The toughest criticism came from expressly liberal pundits who, despite their pretenses of independence, will surely climb aboard eventually. MSNBC host Rachel Maddow pointed out that the only issues Clinton talked about “sound[ed] like generic political slogans” that could have been adopted by any of her Republican opponents. Then Maddow mocked Hillary for talking about removing big money from politics. “This is going to be a $2.5 billion presidential campaign, maybe. There is about a, hmm, 98 percent chance that Hillary Clinton is going to be one of the two candidates in the general election in this $2.5 billion campaign. As such, I’m not sure anybody expected that an anti-Citizens United, anti-unlimited-money-in-politics plank, even potentially a constitutional amendment anti-money-in-politics plank would be one of the first things that she would put in her platform, but she has,” the liberal pundit snarked.
“The most baffling trend of all was what seemed like this State Farm commercial gone viral,” liberal TV pundit Jon Stewart said, referring to the launch video. “This is boring as s—,” Stewart sanctimoniously (yet correctly) declared.
In truth, of all the Democrats on the national scene, the Clintons historically have not been the ones to get a free pass from the media. The reporting up until Hillary’s announcement had asked important questions about the private email server she set up while secretary of state, which allowed Clinton to defy the Freedom of Information Act and other government archiving regulations.

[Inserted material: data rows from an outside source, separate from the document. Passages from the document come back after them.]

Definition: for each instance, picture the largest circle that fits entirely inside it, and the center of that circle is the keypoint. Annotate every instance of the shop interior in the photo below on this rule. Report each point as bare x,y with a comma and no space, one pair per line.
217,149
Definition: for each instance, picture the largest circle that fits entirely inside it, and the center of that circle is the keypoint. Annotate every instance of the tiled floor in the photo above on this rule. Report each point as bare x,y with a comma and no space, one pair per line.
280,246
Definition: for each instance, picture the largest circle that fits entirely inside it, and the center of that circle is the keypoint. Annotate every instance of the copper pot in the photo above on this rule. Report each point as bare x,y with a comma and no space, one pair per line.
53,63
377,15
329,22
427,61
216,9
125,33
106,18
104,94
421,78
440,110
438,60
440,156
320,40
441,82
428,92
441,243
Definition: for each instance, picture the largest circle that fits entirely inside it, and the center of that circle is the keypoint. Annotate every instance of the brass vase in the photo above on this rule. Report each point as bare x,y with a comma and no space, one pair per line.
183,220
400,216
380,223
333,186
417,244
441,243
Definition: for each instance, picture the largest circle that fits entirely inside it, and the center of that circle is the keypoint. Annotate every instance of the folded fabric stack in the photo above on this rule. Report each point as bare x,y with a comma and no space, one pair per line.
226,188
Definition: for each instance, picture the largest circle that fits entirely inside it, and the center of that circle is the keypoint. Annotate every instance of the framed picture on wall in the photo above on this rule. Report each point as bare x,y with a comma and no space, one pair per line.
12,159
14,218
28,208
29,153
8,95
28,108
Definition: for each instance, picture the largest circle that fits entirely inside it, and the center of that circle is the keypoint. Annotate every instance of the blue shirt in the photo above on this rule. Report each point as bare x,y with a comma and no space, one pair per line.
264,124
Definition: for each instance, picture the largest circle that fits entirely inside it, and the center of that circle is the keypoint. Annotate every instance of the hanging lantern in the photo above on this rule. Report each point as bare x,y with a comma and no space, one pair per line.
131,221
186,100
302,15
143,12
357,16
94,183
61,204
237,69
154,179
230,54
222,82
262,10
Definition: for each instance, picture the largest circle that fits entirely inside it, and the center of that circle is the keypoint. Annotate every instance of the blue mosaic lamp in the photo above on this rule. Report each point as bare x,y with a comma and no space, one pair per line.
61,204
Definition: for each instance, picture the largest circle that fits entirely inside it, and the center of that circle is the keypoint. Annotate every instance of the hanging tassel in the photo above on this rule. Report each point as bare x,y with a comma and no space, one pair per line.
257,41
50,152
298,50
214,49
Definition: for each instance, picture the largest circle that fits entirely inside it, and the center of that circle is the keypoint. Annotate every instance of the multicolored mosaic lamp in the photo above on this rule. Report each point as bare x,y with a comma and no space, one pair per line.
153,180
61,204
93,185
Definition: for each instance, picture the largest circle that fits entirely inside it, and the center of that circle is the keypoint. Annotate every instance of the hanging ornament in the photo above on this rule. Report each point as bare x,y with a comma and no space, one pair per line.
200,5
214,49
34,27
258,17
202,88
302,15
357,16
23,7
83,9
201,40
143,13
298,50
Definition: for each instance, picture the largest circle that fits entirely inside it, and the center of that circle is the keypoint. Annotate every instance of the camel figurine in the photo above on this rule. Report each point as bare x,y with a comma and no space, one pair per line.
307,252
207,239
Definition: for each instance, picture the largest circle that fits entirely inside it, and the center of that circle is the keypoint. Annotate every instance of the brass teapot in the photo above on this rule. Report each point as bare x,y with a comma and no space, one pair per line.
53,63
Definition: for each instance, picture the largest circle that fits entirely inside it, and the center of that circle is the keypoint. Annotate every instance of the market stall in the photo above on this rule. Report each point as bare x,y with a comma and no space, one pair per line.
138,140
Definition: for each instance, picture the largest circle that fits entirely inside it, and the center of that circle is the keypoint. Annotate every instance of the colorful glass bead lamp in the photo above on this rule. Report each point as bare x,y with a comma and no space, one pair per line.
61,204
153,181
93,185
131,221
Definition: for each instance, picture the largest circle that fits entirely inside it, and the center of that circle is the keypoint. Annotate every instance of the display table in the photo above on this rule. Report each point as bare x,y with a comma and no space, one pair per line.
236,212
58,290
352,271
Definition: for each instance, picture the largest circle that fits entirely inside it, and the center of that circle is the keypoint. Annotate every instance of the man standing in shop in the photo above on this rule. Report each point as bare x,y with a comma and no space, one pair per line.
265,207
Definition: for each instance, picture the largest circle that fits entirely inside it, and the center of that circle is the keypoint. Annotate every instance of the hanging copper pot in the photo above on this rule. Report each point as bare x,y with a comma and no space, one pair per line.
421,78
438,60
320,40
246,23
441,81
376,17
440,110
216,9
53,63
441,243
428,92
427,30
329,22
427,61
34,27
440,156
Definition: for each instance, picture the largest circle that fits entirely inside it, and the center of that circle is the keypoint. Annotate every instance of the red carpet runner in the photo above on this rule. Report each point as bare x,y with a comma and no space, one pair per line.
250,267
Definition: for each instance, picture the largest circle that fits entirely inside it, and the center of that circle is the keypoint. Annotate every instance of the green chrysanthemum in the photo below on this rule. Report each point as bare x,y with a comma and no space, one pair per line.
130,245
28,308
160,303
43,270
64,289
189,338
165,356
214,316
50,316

But something drastic happened when Clinton announced. The schizophrenic liberal press, with a few exceptions, turned fawning. History was on the line—the first woman to be elected president. There was no rallying cry for Clinton to sit down for an interview and explain all the scandals that had plagued her in the months leading up to her announcement. (By contrast, Marco Rubio, who announced a day after Clinton, gave at least seven interviews.)
Perhaps it was a good thing Hillary Clinton drove to Iowa last week in a Secret Service caravan. There’s no way she would have been able to fit all her baggage in the overhead bin. And, hiding in her van, unlike failed presidential candidate Mitt Romney, she didn’t have to answer for all her gaffes.
Daniel Halper, author of the bestselling Clinton, Inc.: The Audacious Rebuilding of a Political Machine (Broadside Books), is online editor of The Weekly Standard.